This is all a little odd since the record itself is a patchy affair, far from being the best in the group's catalogue. For anyone with fond memories of Abbey Road, can I just mention two words? "Octopus's Garden". I might add another three: "Maxwell's Silver Hammer". These dire ditties did not mark the nadir of the waxing. Having just listened to the disc for the first time in three decades, I can tell you that Lennon's eight-minute dirge "I Want You (She's So Heavy)" richly merits the description in Ian Macdonald's classic biography Revolution in the Head: "nightmarishly tormented".

Still, its composer's suit is now an authentic icon of rock. Not that the purchaser will get a great deal for his money (it's bound to be a he). Kathy Braswell, the auctioneer, warns us that the suit is very small. "He was 5ft 10in and very thin. It's a slim suit." This will come as no surprise to anyone familiar with the sartorial memorabilia of the music biz. Rock stars have licence to indulge in every excess except poundage. Several years ago, I went round the Rock and Roll Hall of Fame in Cleveland, Ohio, and all I can remember is the minuscule nature of the garments. They were like a wardrobe in the Doll's House of Rock.

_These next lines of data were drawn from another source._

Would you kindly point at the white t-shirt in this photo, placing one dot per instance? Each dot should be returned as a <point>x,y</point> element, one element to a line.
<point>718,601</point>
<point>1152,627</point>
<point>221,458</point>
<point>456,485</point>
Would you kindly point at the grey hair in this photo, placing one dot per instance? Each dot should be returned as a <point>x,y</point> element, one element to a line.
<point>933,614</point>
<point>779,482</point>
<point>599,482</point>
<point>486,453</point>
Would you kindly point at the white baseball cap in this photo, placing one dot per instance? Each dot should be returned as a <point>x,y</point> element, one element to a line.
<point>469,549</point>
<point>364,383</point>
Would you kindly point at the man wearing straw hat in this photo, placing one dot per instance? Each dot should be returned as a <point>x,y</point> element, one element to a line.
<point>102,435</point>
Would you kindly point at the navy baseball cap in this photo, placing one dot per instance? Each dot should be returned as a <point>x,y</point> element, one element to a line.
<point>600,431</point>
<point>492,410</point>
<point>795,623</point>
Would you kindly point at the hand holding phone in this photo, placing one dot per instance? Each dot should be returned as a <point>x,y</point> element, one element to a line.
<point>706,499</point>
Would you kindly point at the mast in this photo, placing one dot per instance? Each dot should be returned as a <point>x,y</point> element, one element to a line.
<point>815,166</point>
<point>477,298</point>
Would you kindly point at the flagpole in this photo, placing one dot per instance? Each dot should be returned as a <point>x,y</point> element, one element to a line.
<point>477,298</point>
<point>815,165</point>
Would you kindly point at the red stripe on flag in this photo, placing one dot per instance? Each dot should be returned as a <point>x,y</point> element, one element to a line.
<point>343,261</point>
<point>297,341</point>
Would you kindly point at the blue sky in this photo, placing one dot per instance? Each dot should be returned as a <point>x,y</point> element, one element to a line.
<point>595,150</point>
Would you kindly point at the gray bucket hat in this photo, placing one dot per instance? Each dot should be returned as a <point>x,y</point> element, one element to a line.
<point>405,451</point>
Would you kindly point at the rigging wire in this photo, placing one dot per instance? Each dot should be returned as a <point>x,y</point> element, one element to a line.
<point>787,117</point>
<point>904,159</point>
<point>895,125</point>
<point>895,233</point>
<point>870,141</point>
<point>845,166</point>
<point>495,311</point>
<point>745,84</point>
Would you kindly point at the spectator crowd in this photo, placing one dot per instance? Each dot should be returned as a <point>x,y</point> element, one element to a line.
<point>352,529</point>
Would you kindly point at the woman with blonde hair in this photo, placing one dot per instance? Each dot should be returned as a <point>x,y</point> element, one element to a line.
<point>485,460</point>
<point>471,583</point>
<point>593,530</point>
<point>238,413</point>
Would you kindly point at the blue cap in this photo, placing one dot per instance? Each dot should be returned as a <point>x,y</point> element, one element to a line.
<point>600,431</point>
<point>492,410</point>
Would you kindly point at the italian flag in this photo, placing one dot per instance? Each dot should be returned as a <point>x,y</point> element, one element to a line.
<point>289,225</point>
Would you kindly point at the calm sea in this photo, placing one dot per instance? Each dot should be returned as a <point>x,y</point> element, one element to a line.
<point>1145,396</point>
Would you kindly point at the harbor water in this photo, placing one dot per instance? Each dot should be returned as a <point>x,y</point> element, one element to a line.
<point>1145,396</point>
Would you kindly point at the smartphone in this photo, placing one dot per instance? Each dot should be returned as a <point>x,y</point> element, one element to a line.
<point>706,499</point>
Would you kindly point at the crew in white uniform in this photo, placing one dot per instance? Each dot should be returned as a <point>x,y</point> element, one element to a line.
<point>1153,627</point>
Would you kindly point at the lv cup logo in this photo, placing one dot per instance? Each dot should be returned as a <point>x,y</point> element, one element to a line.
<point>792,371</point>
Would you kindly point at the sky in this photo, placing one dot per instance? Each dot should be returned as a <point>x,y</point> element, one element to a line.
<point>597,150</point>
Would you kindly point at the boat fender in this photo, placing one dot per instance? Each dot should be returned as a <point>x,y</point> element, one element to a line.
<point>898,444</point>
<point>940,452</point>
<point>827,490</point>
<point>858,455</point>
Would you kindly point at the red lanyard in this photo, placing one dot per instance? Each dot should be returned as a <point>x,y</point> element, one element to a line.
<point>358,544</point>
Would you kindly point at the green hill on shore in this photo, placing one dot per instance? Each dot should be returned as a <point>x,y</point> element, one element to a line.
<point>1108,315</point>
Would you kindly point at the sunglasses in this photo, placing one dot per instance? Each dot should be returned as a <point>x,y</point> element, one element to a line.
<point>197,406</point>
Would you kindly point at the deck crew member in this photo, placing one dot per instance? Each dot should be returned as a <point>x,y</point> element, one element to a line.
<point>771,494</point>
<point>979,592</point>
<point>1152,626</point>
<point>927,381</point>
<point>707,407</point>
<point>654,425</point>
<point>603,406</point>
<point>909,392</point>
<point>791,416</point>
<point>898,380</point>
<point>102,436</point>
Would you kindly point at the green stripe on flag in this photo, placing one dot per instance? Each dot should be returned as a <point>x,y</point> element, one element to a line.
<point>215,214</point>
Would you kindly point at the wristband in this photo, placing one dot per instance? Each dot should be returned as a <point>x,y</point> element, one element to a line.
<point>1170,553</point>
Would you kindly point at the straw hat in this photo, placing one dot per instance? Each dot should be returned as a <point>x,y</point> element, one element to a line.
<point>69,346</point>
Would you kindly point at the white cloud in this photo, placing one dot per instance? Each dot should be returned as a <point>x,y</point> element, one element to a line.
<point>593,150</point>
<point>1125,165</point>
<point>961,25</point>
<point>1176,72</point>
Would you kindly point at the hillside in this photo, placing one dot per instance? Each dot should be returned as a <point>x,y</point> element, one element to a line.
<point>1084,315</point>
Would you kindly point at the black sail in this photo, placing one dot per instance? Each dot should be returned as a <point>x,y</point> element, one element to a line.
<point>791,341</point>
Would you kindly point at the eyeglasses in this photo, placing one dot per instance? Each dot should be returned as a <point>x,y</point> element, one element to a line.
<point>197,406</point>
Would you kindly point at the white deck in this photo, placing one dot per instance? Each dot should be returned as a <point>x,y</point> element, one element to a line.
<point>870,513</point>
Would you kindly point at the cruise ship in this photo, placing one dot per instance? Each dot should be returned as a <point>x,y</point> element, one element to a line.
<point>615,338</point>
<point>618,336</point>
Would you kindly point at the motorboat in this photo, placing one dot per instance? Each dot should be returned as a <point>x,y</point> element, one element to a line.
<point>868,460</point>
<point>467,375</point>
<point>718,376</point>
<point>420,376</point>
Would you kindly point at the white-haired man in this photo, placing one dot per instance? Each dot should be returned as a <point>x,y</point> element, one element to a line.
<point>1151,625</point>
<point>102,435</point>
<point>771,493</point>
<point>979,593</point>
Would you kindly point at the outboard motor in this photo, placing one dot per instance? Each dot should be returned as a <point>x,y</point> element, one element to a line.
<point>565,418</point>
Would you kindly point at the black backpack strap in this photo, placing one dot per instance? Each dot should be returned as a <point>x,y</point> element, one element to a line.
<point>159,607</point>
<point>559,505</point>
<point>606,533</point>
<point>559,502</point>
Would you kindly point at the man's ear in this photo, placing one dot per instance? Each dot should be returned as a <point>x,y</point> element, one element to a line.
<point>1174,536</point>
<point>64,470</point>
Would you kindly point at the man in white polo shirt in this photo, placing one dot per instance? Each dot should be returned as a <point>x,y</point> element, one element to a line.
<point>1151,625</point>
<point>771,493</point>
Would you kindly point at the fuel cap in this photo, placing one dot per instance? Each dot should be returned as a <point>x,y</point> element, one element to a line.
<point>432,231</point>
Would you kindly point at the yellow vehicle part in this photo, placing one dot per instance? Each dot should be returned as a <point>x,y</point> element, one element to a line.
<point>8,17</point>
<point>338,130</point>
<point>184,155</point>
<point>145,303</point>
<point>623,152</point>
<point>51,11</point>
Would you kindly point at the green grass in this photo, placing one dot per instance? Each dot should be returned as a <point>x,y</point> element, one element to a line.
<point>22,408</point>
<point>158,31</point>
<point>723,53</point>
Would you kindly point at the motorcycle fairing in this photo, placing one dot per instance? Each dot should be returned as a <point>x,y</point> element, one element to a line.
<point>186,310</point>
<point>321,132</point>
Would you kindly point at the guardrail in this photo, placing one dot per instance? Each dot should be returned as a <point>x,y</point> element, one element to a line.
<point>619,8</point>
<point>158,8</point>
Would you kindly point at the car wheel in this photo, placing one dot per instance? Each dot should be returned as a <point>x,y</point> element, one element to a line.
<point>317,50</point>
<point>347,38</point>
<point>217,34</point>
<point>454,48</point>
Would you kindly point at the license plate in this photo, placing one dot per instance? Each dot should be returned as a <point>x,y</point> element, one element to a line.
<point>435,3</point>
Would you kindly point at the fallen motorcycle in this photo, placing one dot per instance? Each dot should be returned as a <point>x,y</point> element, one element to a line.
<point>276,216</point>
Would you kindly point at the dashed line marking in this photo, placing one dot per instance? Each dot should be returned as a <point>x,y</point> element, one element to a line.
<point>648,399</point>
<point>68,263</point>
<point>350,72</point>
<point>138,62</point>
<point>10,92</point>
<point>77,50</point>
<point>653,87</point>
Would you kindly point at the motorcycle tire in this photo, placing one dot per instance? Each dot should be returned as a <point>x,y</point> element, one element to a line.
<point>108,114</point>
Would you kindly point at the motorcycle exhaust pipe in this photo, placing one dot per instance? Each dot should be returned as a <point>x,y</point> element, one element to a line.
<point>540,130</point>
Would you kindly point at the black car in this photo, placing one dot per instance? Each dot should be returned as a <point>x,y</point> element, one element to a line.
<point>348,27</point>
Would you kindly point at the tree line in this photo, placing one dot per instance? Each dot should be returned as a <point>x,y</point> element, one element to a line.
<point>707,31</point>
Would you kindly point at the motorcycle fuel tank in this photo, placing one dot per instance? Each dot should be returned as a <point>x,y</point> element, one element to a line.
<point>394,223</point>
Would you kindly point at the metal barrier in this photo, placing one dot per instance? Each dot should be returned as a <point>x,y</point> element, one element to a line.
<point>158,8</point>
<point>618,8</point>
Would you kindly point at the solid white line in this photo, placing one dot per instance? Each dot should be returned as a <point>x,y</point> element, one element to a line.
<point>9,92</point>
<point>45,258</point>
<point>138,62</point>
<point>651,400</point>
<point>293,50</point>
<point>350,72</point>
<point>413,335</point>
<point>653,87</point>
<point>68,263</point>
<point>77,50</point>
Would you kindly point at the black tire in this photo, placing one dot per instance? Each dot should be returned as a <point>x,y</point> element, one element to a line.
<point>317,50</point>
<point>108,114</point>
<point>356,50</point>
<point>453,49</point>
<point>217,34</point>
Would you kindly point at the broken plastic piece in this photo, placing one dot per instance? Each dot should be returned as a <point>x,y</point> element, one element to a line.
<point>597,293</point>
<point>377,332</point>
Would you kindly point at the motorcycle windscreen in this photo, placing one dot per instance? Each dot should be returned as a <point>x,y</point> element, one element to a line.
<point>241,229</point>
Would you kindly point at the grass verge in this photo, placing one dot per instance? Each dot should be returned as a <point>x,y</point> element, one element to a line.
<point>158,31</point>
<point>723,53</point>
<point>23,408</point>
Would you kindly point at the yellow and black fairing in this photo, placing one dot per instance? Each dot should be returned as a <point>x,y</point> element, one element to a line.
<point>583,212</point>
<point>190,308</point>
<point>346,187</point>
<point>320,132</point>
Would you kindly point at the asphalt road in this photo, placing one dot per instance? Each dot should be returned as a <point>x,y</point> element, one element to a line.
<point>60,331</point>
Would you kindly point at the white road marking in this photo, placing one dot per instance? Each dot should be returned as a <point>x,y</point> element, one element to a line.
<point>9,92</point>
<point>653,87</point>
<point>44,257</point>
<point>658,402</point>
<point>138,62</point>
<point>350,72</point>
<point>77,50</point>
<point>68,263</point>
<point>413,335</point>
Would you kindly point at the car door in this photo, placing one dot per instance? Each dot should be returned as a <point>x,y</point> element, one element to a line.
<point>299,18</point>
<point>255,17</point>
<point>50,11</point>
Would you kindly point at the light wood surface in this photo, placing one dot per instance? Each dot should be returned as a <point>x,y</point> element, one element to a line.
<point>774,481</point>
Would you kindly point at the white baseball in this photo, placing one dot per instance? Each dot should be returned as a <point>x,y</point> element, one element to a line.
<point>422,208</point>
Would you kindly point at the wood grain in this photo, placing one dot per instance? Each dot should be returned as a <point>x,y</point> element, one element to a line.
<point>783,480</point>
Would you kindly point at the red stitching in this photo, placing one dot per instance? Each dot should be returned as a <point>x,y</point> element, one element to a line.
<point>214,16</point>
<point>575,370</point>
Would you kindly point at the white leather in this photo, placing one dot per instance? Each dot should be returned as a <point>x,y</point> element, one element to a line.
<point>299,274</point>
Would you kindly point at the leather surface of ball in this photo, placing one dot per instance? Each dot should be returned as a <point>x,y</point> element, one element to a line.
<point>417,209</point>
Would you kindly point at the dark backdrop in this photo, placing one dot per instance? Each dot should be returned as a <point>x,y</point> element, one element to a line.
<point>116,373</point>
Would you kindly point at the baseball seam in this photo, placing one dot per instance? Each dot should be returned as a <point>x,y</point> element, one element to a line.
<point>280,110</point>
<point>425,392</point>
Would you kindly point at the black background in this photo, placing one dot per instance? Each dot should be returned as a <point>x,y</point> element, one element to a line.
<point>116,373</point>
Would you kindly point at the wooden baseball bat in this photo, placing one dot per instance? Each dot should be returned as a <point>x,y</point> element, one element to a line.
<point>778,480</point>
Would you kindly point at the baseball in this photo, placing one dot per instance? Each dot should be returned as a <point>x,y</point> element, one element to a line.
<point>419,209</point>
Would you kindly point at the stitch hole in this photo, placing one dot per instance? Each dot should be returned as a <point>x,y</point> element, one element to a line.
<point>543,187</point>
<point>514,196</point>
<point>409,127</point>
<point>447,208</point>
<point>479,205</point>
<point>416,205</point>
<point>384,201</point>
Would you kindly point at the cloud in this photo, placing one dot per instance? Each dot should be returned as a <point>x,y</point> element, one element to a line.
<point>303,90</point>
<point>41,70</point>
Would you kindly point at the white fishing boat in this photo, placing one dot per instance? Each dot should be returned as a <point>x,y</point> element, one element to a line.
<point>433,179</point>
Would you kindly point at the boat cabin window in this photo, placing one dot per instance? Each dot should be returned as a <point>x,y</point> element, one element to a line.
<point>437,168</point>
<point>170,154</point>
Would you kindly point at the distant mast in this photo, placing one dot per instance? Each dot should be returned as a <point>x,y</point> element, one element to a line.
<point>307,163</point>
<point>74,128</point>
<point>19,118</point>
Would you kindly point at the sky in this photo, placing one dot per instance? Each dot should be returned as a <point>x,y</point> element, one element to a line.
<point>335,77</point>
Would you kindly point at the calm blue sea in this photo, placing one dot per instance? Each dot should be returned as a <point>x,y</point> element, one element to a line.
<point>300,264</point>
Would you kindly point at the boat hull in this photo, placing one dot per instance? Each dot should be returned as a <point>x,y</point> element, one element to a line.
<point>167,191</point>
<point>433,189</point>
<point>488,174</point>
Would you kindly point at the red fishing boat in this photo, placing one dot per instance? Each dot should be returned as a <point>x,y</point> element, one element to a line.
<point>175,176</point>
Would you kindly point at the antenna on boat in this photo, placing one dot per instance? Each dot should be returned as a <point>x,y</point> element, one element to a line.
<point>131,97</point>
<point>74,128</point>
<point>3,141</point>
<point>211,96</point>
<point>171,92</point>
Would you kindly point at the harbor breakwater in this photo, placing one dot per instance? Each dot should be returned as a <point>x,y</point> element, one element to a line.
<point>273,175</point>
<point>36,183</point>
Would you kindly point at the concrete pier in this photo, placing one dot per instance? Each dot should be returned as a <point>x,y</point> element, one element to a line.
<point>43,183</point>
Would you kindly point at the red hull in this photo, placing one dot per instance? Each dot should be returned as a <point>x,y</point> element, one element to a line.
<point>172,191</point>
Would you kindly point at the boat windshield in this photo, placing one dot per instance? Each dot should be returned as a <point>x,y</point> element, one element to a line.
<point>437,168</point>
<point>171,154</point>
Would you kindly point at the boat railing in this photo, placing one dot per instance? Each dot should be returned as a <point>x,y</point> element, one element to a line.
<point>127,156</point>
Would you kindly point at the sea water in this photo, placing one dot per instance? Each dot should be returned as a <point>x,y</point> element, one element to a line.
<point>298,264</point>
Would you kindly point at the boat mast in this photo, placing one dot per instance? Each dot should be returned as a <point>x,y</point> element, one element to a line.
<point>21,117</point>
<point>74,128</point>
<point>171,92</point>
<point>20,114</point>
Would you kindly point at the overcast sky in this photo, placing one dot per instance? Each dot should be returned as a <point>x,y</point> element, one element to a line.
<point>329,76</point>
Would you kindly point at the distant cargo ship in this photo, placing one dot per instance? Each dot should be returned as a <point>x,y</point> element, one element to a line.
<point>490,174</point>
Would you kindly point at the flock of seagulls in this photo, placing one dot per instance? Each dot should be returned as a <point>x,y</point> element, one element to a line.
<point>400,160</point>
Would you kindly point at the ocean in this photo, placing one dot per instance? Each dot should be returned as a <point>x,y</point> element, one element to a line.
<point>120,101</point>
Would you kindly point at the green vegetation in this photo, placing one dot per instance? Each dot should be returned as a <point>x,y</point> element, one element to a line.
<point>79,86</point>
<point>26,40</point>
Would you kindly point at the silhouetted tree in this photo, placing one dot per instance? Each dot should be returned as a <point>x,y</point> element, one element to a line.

If Lennon's suit lacks substance, however, it has an even more famous dearth: colour. I remember the great man explaining his fondness for wearing white: "It can be any colour you want it to be." There is some truth to this gnomic statement. White clothing certainly becomes a different colour shortly after you've put it on. In the grime of London, this period is less than 10 minutes. No wonder Lennon was reported as saying "Hurry up" during the crossing transits required for the photo-shoot. However fastidious the wearer, a white suit will inevitably become a Jackson Pollock of smears, smudges and stains.

I speak from experience since I myself went through an all-white phase sometime after the release of Abbey Road. Unlike Lennon's off-white suit, which was custom-made by Ted Lapidus of Paris, my outfit consisted of white jeans and an ill-fitting jacket. It was also far, far bigger than Lennon's. Still, I could manage Converse white plimsolls. I wore the ensemble in the manner of the master, with hands in pockets and hair flapping over my hunched shoulders. I was the definition of cool – at least I thought so until I went to a party in my snowy garb. "Hello," said my host. "Have you come as the White Tide Man?" This, I should explain to any reader under 60, was a gleaming figure in a television advert who promised that Tide detergent would "get your clothes not only clean but deep-down clean".

After that, I stopped wearing the white suit. So did my role model, though I could not say if anyone accused the rock god of looking like a soap powder salesman. In one of his more memorable mots, Lennon explained why he was unsuited to suits: "I always look as if I've just sat in something." At least we have that in common.